In England at least, it was impossible to get tested unless you met an incredibly specific set of cirumstances and locations. After that, you could only be tested if you were admitted to hospital with severe breathing difficulties.
By the time testing became available, any of the significant number of staff who were off sick by the end of March or sick over April were beyond the point at which testing was reliable. and to be counted as pupil-staff transmission, the child would also have had to qualify for testing under those incredibly narrow requirements.
We had kids after half term coughing their guts up after a sibling or parent had come back from about 3 miles outside the geographical range for testing. After they'd been sent home, there was no confirmation of infection, as the person who had gave it them hadn't been tested. And then more kids got ill. And staff. Still no testing as they hadn't been to Italy.

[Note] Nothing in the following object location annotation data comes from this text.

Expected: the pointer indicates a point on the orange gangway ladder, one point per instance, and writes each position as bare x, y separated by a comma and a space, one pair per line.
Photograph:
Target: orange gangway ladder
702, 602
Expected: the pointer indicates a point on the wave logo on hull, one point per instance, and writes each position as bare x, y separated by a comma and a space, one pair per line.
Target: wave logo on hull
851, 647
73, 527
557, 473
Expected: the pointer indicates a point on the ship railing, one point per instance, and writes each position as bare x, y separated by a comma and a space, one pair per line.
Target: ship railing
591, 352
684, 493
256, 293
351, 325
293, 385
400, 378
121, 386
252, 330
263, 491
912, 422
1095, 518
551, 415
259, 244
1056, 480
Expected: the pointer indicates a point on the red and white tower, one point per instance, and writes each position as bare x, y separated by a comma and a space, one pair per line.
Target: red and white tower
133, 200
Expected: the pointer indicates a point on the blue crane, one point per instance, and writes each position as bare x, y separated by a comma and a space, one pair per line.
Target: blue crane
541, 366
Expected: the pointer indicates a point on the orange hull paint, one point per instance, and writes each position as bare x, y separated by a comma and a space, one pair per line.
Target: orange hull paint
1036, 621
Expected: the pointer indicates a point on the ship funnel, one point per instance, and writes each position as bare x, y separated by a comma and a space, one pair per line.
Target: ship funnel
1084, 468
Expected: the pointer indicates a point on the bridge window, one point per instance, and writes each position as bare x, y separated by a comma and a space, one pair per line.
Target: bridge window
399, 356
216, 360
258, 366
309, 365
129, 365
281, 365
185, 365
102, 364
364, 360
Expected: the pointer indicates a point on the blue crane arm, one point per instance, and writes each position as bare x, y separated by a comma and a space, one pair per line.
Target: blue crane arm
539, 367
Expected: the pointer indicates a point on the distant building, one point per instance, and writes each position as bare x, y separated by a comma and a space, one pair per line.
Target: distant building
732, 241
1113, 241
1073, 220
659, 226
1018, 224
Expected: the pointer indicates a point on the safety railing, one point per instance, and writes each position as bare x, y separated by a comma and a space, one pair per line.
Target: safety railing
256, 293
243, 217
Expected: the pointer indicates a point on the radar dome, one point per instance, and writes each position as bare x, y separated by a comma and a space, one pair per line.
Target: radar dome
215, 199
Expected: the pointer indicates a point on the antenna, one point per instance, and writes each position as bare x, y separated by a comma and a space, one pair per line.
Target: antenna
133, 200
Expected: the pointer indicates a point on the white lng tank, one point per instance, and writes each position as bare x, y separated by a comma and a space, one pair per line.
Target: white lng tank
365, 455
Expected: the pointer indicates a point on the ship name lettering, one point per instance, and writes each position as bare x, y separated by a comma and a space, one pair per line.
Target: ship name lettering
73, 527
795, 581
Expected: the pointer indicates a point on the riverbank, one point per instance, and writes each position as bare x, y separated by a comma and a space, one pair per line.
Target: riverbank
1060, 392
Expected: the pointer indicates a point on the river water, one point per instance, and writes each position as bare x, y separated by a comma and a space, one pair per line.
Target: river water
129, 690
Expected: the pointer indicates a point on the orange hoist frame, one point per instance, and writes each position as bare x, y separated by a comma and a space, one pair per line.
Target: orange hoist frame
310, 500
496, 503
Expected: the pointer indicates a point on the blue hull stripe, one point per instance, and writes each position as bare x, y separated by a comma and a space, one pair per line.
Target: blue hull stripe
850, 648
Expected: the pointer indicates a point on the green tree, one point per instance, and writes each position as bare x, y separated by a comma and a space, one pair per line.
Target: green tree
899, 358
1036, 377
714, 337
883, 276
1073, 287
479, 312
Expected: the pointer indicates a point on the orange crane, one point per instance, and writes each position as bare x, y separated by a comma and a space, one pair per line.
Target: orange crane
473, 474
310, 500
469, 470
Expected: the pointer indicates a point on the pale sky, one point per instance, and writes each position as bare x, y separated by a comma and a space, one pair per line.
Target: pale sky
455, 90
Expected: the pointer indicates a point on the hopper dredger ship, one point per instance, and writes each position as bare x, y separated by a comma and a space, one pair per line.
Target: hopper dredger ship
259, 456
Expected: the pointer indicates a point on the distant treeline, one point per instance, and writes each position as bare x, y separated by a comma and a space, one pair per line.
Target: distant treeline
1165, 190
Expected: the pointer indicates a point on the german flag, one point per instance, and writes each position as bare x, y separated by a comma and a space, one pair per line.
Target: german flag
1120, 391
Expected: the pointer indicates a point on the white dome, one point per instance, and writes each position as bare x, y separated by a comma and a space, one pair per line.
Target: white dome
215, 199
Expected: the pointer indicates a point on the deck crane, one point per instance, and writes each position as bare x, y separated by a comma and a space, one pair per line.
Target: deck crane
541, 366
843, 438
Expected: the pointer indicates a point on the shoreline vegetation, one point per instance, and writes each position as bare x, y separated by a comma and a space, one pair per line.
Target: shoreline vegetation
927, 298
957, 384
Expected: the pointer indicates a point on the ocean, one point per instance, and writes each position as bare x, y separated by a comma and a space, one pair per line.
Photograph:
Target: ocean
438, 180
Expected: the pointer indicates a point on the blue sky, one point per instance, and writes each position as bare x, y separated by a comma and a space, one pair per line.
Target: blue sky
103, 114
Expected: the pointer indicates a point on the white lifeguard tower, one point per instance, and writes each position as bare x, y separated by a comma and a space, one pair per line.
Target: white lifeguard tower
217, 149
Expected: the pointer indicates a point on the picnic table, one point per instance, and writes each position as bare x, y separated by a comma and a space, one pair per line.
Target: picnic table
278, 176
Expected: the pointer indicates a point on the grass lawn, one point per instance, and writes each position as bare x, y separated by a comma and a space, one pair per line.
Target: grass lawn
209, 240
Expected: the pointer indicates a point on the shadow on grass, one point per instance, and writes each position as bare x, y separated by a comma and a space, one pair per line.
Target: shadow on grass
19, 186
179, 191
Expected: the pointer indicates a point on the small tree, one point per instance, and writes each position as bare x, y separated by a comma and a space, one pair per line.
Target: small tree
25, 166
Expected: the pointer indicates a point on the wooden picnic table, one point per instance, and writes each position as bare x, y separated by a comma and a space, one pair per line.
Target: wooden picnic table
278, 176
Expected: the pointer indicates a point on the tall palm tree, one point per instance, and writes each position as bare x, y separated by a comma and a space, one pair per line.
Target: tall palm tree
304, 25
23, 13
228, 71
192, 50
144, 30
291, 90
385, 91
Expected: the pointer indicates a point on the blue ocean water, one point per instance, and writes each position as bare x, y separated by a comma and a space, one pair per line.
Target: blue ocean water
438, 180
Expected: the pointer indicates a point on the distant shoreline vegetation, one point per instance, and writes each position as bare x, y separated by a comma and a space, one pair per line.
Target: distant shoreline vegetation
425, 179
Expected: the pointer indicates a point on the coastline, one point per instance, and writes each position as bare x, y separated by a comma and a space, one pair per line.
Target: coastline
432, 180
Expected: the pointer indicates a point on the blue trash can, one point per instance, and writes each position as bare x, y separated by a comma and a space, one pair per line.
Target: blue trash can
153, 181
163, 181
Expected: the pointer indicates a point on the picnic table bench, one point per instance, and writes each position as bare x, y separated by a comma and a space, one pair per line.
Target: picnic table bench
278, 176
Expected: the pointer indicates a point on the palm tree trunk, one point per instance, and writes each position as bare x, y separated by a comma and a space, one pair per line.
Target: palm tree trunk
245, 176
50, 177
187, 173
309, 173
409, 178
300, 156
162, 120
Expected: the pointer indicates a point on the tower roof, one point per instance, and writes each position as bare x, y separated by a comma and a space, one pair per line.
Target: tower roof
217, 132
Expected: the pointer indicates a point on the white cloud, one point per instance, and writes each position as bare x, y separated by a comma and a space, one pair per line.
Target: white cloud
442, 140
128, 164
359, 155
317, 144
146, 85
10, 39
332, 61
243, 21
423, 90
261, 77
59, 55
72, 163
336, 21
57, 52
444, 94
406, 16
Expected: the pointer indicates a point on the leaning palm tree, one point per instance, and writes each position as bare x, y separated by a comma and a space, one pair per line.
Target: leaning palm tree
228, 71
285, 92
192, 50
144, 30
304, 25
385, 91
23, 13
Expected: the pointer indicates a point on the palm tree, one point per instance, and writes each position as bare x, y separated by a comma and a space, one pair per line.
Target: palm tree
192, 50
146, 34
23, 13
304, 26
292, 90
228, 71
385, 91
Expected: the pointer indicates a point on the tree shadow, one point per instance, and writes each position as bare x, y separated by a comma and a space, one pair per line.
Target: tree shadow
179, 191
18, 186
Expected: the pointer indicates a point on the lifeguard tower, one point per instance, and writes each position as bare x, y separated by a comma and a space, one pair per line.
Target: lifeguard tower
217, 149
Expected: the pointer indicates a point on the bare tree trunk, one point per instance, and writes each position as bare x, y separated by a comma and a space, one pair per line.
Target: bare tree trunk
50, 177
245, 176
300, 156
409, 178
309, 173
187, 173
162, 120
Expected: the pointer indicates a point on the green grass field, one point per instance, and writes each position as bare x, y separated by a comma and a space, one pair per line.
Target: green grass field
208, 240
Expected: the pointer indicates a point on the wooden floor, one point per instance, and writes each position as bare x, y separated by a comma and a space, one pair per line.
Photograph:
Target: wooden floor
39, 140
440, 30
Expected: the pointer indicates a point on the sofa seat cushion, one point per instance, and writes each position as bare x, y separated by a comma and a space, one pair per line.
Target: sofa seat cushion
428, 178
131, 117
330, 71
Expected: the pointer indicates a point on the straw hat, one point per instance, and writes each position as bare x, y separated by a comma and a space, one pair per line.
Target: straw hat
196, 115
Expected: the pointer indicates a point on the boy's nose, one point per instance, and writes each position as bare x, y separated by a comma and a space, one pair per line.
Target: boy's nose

And then more got ill. Still no testing as they weren't in Intensive Care. And then everything closed down in the NHS and you couldn't get seen at all unless you were turning blue.
The structure made it impossible to say that anybody had caught it at school. Which is why, even before people say, 'Ah, but you must have bought food or passed somebody in the street/used a petrol pump, it doesn't have to be the coughing, feeling sick, blistery fingered, high temperature kids you were in the same building as for 8 hours a day that gave 'something' to you', it's impossible to say they did - and it's equally impossible to say with any accuracy that they didn't.